In typical fashion, I didn't read Klein's hugely popular No Logo until a few years after it came out, and then wondered why I hadn't done so earlier. So I was avidly awaiting TSD, and I wasn't disappointed.
In this work, Klein takes 'disaster capitalism' in her sights. Like NL, TSD mixes economic and political theory with often-heartrending personal stories of the human reality of those affected and those who have challenged exploitative power; angers and depresses but also gives hope in presenting those who have successfully challenged the systems it criticises; and is compulsively readable.
Klein's argument is that 'disaster capitalism,' the neoliberal, free-market economics which has Milton Friedman as its godfather (and the word is appropriate), cannot be implemented under democratic conditions because the populace understand the way in which it effects a mass transfer of wealth and power to the top of society, while leaving the rest in extreme suffering; those who would implement such a system have learned that it is only implementable in the shocked aftermath either of natural disasters (such as Hurricane Katrina or the Asian tsunami) or, in even more sinister fashion, in the wake of disasters which are created expressly for, or expressly including, the purpose of implementing such systems (as in the US-backed overthrow of democratic government in South America, or the invasion of Iraq).

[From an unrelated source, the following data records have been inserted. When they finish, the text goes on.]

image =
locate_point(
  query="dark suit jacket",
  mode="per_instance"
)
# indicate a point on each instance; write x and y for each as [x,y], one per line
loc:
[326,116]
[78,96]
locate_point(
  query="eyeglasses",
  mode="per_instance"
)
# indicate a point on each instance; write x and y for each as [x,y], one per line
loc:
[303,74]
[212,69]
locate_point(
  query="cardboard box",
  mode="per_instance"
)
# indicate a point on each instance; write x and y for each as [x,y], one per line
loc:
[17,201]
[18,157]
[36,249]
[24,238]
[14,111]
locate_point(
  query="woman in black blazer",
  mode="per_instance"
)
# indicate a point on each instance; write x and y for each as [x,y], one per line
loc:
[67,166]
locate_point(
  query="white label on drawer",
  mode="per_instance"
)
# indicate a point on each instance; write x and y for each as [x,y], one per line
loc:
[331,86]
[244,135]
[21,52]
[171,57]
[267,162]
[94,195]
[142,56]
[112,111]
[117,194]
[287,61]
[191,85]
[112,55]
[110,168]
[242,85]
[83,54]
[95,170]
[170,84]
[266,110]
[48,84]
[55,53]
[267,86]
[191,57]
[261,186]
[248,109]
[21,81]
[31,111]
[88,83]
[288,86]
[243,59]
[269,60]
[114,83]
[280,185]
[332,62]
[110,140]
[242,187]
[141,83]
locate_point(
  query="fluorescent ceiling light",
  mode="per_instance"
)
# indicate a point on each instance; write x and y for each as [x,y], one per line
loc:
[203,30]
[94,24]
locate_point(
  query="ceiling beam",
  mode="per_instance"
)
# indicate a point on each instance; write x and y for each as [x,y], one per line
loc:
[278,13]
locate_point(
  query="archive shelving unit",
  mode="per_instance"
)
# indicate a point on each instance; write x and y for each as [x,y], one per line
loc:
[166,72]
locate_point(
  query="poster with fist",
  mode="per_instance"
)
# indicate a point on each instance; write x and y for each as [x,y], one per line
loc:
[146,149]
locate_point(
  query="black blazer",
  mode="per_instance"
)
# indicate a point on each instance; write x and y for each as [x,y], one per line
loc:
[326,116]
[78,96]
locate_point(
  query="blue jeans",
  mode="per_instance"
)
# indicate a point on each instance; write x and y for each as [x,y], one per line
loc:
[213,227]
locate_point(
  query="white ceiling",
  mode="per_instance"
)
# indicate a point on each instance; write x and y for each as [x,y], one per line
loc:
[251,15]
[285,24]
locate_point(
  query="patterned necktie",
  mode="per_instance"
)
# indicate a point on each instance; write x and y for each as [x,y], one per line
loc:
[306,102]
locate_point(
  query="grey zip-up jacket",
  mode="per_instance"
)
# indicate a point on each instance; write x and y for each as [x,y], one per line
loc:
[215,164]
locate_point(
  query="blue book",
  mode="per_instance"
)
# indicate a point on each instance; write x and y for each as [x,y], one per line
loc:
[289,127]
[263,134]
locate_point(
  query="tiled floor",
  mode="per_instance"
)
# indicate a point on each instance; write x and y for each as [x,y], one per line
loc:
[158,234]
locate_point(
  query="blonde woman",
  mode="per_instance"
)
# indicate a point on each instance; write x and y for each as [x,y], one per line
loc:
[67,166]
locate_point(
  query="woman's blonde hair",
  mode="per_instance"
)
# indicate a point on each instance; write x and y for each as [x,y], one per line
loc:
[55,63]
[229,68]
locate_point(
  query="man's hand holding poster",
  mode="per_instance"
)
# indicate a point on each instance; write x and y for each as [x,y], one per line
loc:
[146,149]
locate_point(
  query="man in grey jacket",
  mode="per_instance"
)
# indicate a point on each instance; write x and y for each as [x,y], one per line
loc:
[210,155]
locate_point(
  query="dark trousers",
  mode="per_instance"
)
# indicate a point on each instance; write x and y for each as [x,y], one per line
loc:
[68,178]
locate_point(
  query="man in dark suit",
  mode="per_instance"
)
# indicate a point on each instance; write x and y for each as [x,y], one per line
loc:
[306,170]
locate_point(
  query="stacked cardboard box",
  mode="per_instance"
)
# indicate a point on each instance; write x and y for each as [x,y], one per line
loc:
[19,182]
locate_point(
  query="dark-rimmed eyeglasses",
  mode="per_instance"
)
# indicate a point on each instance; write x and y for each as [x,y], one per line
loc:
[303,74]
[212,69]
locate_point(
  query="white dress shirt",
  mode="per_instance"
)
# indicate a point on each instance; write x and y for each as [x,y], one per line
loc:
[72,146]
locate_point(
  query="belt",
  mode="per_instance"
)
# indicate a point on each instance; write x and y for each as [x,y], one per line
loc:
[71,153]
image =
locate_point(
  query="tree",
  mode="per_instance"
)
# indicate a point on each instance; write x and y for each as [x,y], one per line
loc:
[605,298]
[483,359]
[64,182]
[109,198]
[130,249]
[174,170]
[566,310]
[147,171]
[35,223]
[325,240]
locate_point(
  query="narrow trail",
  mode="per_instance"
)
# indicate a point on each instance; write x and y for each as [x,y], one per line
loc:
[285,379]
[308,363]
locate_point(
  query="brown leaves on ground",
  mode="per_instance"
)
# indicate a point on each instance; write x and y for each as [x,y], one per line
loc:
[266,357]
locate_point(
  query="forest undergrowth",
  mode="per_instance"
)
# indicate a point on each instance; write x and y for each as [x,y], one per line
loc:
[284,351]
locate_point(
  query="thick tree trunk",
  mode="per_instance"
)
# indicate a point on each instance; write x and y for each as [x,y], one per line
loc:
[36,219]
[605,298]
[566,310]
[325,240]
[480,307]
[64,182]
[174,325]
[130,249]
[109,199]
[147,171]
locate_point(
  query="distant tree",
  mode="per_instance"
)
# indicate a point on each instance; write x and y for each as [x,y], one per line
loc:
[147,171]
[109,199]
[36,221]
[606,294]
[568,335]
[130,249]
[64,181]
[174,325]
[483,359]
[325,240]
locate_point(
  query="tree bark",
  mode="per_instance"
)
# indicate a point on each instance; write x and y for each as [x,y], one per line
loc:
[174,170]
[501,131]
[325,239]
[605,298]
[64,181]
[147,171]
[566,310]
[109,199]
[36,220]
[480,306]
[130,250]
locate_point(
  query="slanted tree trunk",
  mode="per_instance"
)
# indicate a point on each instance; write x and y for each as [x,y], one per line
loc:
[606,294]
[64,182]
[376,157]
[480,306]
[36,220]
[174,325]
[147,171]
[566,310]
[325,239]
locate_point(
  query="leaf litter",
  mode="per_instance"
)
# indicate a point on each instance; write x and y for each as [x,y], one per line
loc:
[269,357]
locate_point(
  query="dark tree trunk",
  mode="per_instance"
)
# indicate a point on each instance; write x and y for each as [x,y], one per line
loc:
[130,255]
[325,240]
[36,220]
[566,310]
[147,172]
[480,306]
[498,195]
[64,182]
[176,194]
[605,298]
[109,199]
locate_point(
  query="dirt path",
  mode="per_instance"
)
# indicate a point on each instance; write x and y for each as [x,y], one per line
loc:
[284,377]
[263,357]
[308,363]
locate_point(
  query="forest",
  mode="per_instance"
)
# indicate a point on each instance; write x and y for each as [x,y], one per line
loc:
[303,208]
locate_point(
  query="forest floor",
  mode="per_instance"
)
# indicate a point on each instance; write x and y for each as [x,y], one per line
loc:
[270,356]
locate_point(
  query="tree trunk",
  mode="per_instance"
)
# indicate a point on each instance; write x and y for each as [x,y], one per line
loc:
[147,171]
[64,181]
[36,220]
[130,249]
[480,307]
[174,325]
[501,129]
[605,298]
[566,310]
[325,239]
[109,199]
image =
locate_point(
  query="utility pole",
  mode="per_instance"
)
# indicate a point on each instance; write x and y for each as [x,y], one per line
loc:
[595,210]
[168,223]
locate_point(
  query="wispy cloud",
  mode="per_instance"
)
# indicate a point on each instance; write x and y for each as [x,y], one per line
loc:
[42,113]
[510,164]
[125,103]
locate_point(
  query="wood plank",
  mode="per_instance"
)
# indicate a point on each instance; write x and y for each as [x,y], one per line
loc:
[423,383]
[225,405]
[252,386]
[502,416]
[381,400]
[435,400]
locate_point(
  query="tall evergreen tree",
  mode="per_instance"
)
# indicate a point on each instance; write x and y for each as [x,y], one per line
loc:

Klein convincingly relates this economic 'shock treatment' to the psychological kind developed by the CIA in the 1950s and 1960s, in which the aim was to completely wipe an individual's mind clean so that an entirely new and desirable structure could take its place. Not only do these two resemble each other metaphorically, writes Klein, but the psychological techniques are used to destroy those who oppose the economic program, from Argentina to Abu Ghraib.
One of the interesting things about this work is the demonstration of the way in which the ideology of neoliberal capitalism becomes unchallengeable, and is understood by its proponents as a universal good (in the same way that, for example, state communism or state fascism demanded the deaths of millions 'for the good of all'). For this reason (among others), the ideology has been adopted by all sides of politics in the two-party systems which go under the name of democracy, so that the old parties of labour are also part of the neoliberal consensus. At the same time, economics itself is completely postmodern inasmuch as wealth and poverty rely entirely on perception; so, for example, a political leader who gives any public sign of failing to follow this ideological consensus will immediately see their national wealth shrink dramatically as 'the global market' responds.
The biggest strength of the book from my own perspective, however, was to give an informative perspective on economics in the world order. As someone with left-liberal politics (and I suspect I'm not alone in this), economics as a subject turns me off. I start to yawn as soon as I see the jargon. But at the same time, I know that economic theory and ideology is a driving force behind the nature of modern states, the global system and the workings of power. This work explained, for example, why 'global aid' and 'reconstruction' has in fact been counterproductive in places like Afghanistan, Iraq and the tsunami-affected countries: the Western 'free market' left to its own devices, will charge the highest price for the lowest level of service as provided by its own cronies (this much is already familiar), transferring wealth out of the affected area and leaving the people who are victims of these events with no role in the reconstruction and reshaping of their own society, let alone the concomitant financial support which such work would provide.
In some ways, then, this book is also a wideranging global economic history of the post-WWII period. Once you've read it, you'll see the fingerprints of this system everywhere... and in itself this knowledge is power.